Showing posts with label tweaks. Show all posts
Showing posts with label tweaks. Show all posts

Tuesday, 11 March 2008

Performance tips > indexing matters

As I've mentioned in a previous post, I've been doing a lot of performance tweaking recently. By far and away the biggest gains I've garnered have been by tweaking the SQL/DB in various ways. One of the biggest things I learned was to use indexes appropriately. This means two things:

  1. Put an index on anything important
  2. Get the field order right

So what's important?

From the perspective of an index, immportant means anything that you will need to fetch repeatedly - especially if that fetch is in a tight loop. This is one place where RubyProf is your friend. You can also take a look at the SQL queries scrolling up the screen while watching the console output to get a rough idea of the most important queries.
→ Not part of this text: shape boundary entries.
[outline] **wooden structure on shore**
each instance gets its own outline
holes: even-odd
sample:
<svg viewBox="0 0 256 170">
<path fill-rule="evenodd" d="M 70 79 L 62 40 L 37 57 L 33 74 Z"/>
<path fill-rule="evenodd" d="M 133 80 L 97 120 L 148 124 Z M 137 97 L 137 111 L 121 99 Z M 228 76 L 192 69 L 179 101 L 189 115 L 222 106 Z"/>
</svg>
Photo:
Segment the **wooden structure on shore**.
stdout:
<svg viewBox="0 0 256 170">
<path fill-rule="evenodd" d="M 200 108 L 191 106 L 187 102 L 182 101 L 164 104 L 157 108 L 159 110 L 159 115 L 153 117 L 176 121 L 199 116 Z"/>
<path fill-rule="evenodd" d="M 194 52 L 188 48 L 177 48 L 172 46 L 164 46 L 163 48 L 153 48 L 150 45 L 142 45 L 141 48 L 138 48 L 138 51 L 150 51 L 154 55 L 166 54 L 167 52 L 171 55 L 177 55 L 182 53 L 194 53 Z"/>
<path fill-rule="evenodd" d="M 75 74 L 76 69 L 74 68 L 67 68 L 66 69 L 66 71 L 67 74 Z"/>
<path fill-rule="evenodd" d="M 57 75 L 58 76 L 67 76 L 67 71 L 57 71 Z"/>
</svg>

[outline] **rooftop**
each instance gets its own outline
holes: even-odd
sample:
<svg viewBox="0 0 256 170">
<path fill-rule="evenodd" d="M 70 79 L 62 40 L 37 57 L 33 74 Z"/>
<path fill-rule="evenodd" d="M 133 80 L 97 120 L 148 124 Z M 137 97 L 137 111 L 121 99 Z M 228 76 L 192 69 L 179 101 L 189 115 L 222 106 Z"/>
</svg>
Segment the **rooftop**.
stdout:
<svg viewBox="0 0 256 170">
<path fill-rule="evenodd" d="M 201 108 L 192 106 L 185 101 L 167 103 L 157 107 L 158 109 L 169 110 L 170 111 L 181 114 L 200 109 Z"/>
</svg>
What about the field order?

Indexes work better if you put the "most discerning" fields before the less-discerning ones. As an example, suppose you have a (completely spurious) table as follows:

owner_name pet_name toy_name
Bob Fido Bone
Bob Fido Rubber chicken
Bob Whiskers Jingly ball
Bob Whiskers paper on string
Jane Woofy chew toy
Jane Woofy bouncy ball
Jane Kitty paper bag
Jane Kitty laser pointer

Assume for some reason it's important to have an index on all three fields above. The field that is most unique is the "toy_name" - doing a lookup on that field will get the best bang for your buck, so it should come first in your index, followed by the next-most discerning field. In the example data above it's the pet_name, but maybe you know your intended audience a bit better. If you know that a lot of people are calling their dogs 'fido' and their cats 'kitty', you might index on the owner_name. The most likely circumstance is that you'll have the owners listed in a users list and there's actually an owner_id - in which case you'd definitely set that as the second key for the index.

Thus you'd end up with:
add_index :pet_toys, [:toy_name, :owner_id, :pet_name], :name => :idx_pettoys_by_name_oid_pet

Is it really that important?

The contract I'm currently working on requires us to display reports with tens of thousands of orders and trades in them, cross-referenced against multiple calculated benchmark values. It's imperative that the indexes are set up to pull that data out of the db in the most efficient way possible.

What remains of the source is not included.